A California real estate agent was recently sentenced to more than six years in prison and three years of supervised release after pleading guilty to one count of wire fraud and one count of money laundering.
According to the Department of Justice, from October 2012 through October 2013, Robert Jacobsen sold homes with unpaid mortgages on them to unsuspecting homebuyers but eventually, authorities caught wind of the scheme.
According to the DOJ, Jacobsen’s scheme involved him creating a fictitious company called “American Brokers’ Conduit Corporation,” which was not related to an already-existing mortgage originator known as "American Brokers’ Conduit," which originated loans in the Bay Area.

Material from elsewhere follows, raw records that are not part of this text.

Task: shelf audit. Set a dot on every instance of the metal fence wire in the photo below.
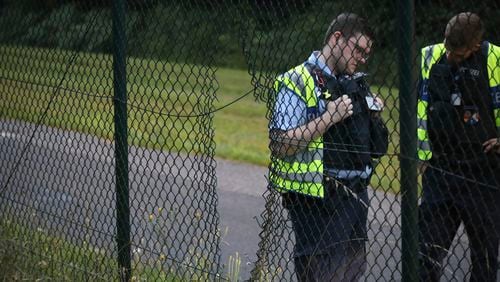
(383, 136)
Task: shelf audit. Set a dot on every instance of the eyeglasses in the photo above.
(360, 51)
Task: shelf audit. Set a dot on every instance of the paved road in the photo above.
(66, 185)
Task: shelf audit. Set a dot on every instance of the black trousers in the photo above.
(449, 200)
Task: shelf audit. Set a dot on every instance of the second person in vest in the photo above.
(458, 133)
(325, 130)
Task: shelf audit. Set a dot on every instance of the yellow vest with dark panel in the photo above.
(431, 55)
(303, 172)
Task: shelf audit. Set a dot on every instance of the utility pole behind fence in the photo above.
(408, 143)
(121, 147)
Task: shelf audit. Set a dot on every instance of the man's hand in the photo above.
(422, 166)
(492, 145)
(339, 109)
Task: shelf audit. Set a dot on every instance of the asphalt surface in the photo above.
(65, 184)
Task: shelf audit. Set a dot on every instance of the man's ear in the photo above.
(334, 38)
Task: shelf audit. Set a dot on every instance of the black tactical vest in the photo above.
(352, 143)
(460, 113)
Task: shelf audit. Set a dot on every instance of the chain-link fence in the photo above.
(109, 126)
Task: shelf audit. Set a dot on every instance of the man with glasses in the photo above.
(322, 130)
(459, 119)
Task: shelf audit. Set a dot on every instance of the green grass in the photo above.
(158, 92)
(35, 255)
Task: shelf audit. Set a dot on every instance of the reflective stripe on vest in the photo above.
(430, 55)
(302, 172)
(494, 80)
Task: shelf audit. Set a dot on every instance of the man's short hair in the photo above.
(463, 30)
(348, 24)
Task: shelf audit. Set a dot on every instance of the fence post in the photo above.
(121, 147)
(408, 142)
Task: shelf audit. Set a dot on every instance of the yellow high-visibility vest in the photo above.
(431, 55)
(302, 172)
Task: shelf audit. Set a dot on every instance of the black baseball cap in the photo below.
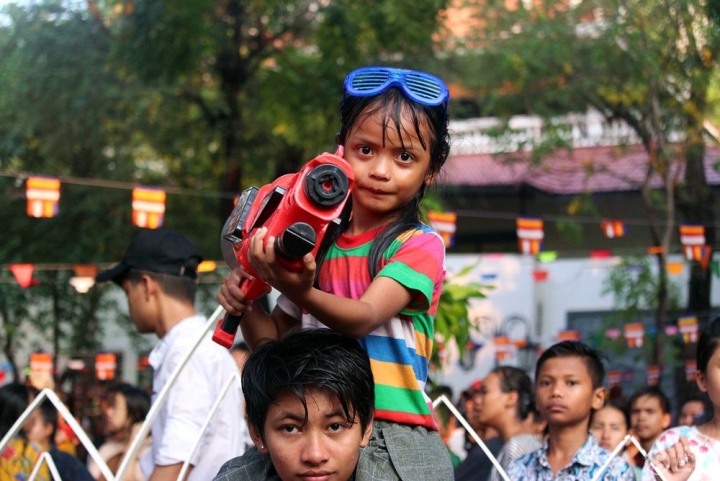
(164, 251)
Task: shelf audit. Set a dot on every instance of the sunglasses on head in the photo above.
(421, 87)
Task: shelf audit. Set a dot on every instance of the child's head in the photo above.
(404, 100)
(126, 405)
(610, 424)
(694, 410)
(506, 390)
(394, 129)
(42, 424)
(649, 413)
(310, 400)
(569, 383)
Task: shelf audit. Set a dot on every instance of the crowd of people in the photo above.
(335, 383)
(565, 425)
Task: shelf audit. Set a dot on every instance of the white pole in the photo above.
(186, 465)
(157, 404)
(466, 425)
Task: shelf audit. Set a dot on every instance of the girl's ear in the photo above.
(429, 178)
(257, 439)
(511, 399)
(366, 435)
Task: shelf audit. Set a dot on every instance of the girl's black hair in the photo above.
(391, 106)
(516, 380)
(708, 343)
(14, 399)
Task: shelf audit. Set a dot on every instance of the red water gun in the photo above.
(298, 210)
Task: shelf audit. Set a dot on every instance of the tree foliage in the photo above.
(649, 64)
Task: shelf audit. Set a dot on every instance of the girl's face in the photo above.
(609, 427)
(116, 417)
(709, 380)
(390, 167)
(492, 401)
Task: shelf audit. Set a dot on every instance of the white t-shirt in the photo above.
(189, 401)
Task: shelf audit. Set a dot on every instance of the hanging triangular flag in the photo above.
(688, 328)
(148, 207)
(540, 275)
(612, 333)
(23, 274)
(690, 370)
(635, 334)
(654, 372)
(43, 196)
(612, 228)
(105, 364)
(699, 253)
(530, 235)
(675, 268)
(692, 235)
(445, 223)
(568, 335)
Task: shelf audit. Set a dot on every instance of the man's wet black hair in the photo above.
(308, 360)
(592, 357)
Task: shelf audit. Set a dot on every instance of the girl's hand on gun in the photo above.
(263, 259)
(231, 296)
(675, 463)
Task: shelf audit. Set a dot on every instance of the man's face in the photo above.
(564, 391)
(326, 448)
(691, 410)
(647, 418)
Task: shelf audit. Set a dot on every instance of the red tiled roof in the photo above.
(590, 169)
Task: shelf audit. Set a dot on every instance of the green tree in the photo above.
(648, 64)
(264, 77)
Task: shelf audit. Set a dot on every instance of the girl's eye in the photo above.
(289, 428)
(335, 427)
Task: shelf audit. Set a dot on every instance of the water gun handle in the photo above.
(226, 329)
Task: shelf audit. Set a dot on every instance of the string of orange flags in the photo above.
(634, 334)
(148, 210)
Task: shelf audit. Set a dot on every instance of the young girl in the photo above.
(506, 401)
(380, 279)
(127, 407)
(20, 455)
(693, 452)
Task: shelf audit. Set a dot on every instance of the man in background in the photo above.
(159, 276)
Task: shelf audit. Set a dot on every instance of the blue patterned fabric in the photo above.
(585, 465)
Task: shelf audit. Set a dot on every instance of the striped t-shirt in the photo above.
(400, 349)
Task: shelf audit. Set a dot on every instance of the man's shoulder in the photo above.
(251, 466)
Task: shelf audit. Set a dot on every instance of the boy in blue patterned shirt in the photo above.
(568, 387)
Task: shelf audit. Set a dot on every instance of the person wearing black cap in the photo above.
(159, 276)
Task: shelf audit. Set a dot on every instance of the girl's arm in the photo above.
(383, 299)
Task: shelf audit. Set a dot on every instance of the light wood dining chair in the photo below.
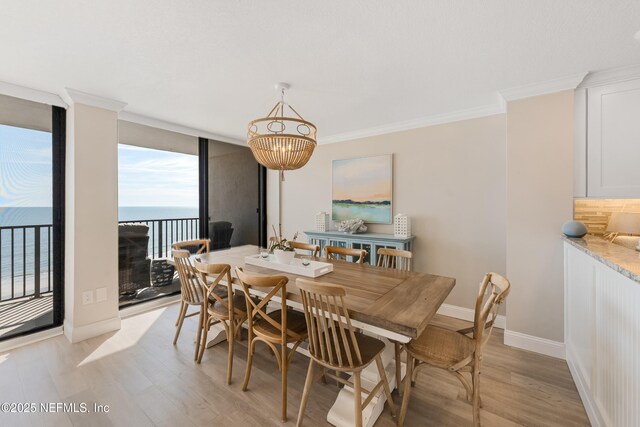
(277, 328)
(458, 351)
(336, 252)
(399, 260)
(313, 249)
(192, 291)
(335, 345)
(197, 246)
(223, 306)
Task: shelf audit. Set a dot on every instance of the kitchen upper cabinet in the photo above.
(613, 140)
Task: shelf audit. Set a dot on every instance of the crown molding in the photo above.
(175, 127)
(72, 96)
(29, 94)
(612, 75)
(436, 119)
(543, 88)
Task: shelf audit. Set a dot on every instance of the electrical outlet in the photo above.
(101, 294)
(87, 297)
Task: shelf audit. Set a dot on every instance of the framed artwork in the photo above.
(362, 188)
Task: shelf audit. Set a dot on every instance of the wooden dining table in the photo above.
(387, 303)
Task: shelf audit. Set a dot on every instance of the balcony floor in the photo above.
(24, 314)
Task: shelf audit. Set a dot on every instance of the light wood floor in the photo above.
(147, 381)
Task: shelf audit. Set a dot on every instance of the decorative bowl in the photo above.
(284, 257)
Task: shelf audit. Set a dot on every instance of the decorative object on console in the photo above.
(352, 226)
(574, 229)
(322, 221)
(401, 225)
(623, 223)
(362, 188)
(282, 142)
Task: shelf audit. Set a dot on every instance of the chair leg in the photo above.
(385, 385)
(305, 393)
(199, 335)
(183, 312)
(283, 371)
(398, 347)
(407, 390)
(357, 399)
(203, 340)
(231, 339)
(181, 307)
(476, 394)
(247, 372)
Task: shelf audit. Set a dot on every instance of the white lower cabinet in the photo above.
(602, 337)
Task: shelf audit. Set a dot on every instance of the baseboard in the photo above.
(13, 343)
(468, 314)
(587, 400)
(80, 333)
(535, 344)
(149, 305)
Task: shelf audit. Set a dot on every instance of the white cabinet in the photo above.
(602, 338)
(612, 140)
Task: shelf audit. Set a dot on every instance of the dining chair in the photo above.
(399, 260)
(198, 246)
(222, 306)
(277, 328)
(192, 291)
(336, 252)
(313, 249)
(458, 351)
(335, 345)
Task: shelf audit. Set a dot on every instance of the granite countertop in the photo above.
(623, 260)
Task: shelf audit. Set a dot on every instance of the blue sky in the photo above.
(149, 177)
(146, 177)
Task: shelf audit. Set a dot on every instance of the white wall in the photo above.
(539, 201)
(91, 223)
(450, 179)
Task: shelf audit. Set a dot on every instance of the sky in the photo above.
(146, 177)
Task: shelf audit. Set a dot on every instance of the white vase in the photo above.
(284, 257)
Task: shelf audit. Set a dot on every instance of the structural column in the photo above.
(91, 247)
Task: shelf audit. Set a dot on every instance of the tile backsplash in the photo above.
(595, 213)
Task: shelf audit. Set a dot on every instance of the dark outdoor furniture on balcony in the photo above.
(220, 233)
(133, 260)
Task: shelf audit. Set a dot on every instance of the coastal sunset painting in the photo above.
(362, 189)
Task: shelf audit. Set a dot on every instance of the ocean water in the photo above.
(18, 244)
(367, 212)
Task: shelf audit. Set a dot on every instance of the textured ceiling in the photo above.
(352, 65)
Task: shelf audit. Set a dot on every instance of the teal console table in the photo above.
(370, 242)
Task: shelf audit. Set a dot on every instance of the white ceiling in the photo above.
(353, 65)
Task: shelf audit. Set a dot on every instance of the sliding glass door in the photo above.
(31, 216)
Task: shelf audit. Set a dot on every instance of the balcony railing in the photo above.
(25, 253)
(25, 261)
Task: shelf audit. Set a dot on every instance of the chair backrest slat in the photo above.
(336, 252)
(331, 334)
(495, 288)
(191, 284)
(275, 285)
(395, 258)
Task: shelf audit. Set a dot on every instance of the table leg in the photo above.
(341, 413)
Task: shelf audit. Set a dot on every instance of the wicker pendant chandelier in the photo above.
(280, 141)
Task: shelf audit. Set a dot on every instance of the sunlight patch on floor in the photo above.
(131, 331)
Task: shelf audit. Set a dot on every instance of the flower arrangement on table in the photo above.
(282, 248)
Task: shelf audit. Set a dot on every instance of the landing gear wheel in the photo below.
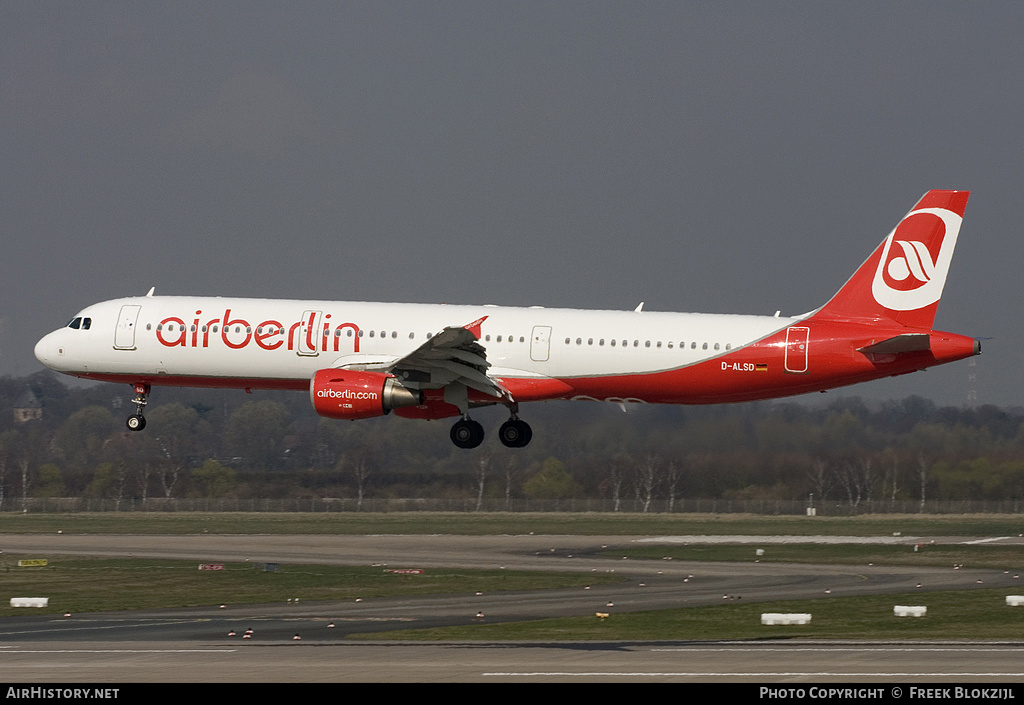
(467, 433)
(515, 433)
(137, 421)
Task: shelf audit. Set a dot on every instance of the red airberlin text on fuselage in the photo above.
(238, 333)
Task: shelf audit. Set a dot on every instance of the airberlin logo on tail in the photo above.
(915, 258)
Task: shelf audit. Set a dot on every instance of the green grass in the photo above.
(102, 584)
(583, 524)
(955, 615)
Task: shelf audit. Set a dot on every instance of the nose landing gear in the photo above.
(137, 421)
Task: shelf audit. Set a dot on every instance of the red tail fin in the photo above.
(902, 280)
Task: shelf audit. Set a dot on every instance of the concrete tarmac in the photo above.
(163, 646)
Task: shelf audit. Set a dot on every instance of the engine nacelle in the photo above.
(349, 395)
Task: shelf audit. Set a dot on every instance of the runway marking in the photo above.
(849, 649)
(744, 674)
(121, 651)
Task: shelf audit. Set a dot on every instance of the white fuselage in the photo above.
(203, 340)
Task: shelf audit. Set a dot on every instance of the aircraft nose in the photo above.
(49, 350)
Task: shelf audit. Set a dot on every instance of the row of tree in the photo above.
(228, 444)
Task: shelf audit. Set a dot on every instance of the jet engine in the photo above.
(350, 395)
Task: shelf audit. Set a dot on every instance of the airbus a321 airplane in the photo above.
(361, 360)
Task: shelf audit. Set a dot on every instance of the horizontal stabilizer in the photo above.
(908, 342)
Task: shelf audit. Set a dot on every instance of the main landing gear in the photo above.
(137, 421)
(469, 433)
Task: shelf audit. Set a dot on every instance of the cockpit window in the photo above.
(79, 323)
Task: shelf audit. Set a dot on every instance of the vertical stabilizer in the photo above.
(902, 280)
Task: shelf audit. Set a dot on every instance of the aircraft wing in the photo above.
(452, 358)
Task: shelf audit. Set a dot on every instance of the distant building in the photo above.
(28, 408)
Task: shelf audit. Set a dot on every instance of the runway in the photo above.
(163, 645)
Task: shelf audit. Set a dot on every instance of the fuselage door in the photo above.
(124, 334)
(540, 344)
(309, 333)
(797, 339)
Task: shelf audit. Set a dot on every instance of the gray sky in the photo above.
(722, 157)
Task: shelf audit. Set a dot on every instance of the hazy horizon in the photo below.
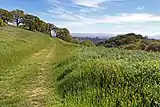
(116, 16)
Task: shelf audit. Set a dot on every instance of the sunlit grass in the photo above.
(109, 78)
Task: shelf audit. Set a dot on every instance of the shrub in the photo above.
(2, 23)
(153, 46)
(88, 43)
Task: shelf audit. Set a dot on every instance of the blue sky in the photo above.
(95, 16)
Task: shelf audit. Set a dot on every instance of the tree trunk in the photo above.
(17, 22)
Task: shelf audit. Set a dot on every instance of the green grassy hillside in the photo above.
(39, 71)
(26, 67)
(99, 77)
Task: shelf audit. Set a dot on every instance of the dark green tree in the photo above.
(29, 21)
(18, 16)
(88, 43)
(63, 34)
(6, 16)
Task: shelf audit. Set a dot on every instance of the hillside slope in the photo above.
(26, 67)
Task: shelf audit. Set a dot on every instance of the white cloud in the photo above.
(140, 8)
(89, 3)
(131, 18)
(92, 3)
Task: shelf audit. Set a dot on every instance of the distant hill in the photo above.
(132, 41)
(94, 37)
(94, 40)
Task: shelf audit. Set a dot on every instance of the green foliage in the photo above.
(18, 16)
(63, 34)
(153, 46)
(6, 16)
(88, 43)
(2, 24)
(26, 65)
(123, 40)
(76, 41)
(102, 77)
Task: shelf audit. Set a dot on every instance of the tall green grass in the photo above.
(99, 77)
(16, 44)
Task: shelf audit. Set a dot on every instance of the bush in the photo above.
(88, 43)
(2, 23)
(153, 46)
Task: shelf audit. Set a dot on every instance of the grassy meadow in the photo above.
(100, 77)
(26, 67)
(39, 71)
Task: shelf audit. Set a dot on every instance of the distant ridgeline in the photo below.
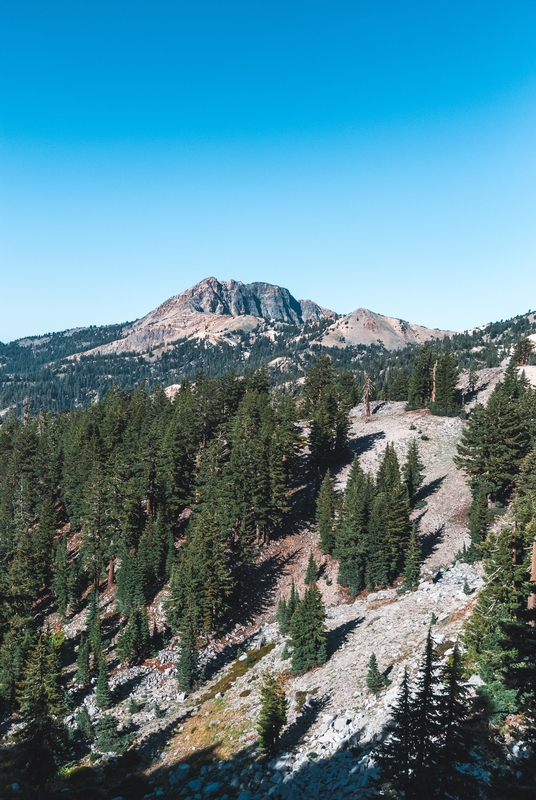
(57, 371)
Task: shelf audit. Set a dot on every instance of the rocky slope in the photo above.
(211, 309)
(204, 745)
(215, 309)
(366, 327)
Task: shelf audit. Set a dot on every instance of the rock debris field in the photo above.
(204, 745)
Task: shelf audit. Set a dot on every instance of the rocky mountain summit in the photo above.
(366, 327)
(214, 309)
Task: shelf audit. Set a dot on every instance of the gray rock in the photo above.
(179, 774)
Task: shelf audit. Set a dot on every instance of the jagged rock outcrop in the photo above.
(212, 308)
(366, 327)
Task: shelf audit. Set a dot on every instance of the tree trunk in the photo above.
(111, 573)
(532, 596)
(366, 398)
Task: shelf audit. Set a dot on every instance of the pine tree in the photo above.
(311, 574)
(412, 562)
(396, 753)
(60, 581)
(446, 381)
(129, 592)
(293, 602)
(456, 738)
(43, 735)
(388, 478)
(82, 662)
(479, 520)
(352, 532)
(273, 714)
(308, 632)
(413, 471)
(325, 514)
(375, 680)
(188, 673)
(103, 695)
(420, 384)
(282, 616)
(108, 739)
(494, 443)
(133, 642)
(426, 719)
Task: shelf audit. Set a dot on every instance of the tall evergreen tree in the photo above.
(308, 632)
(188, 672)
(133, 642)
(413, 471)
(479, 520)
(311, 573)
(82, 661)
(412, 562)
(395, 756)
(352, 539)
(103, 695)
(60, 581)
(273, 713)
(446, 381)
(426, 718)
(325, 514)
(420, 384)
(43, 735)
(456, 737)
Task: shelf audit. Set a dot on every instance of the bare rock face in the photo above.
(236, 299)
(212, 308)
(366, 327)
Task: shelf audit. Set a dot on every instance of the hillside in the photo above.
(215, 326)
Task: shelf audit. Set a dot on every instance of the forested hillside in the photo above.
(51, 372)
(142, 540)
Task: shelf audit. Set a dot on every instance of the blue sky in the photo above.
(378, 154)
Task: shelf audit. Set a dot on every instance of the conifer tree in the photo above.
(293, 601)
(282, 616)
(308, 632)
(325, 514)
(494, 443)
(129, 592)
(108, 739)
(375, 680)
(103, 695)
(396, 753)
(412, 562)
(479, 519)
(446, 380)
(273, 713)
(352, 538)
(82, 661)
(311, 573)
(60, 581)
(456, 738)
(188, 673)
(413, 471)
(133, 642)
(426, 718)
(420, 384)
(43, 735)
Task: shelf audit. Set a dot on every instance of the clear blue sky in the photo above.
(371, 153)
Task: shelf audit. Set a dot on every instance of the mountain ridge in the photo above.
(215, 309)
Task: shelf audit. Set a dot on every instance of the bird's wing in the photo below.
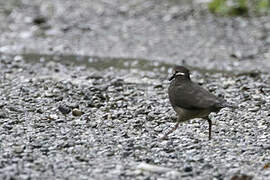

The DOJ explained that Jacobsen used intermediaries to gain control of homes with mortgage liens that secured loans originated by the real “American Brokers’ Conduit,” and then Jacobsen would use intermediaries to sue the phony “American Brokers’ Conduit Corporation” in court, claiming that the legitimate mortgage liens were invalid.
From the DOJ’s announcement:
As he controlled both the plaintiff and the defendant in these lawsuits, Jacobsen then instructed the attorneys for both sides to enter into stipulated judgments, signed by the courts, resolving the lawsuits by purporting to declare the mortgage liens invalid. In so doing, he omitted to tell the courts that neither he nor any other person involved in the lawsuits was a legitimate representative of either the real “American Brokers’ Conduit” or the then-current owners of the liens. Jacobsen filed those agreements with the relevant county recorder’s offices, to give the appearance to anyone conducting a title search that the liens had been declared invalid by a court, and then sold the homes to unsuspecting buyers without paying off the original loans on the homes.
Jacobsen was initially charged with 13 counts of wire fraud and money laundering but the remaining charges will be dropped if he maintains his part of the plea agreement, the DOJ said. As a result of his plea, Jacobsen was also ordered to forfeit a yacht he purchased with the sale proceeds and pay an undetermined restitution fee.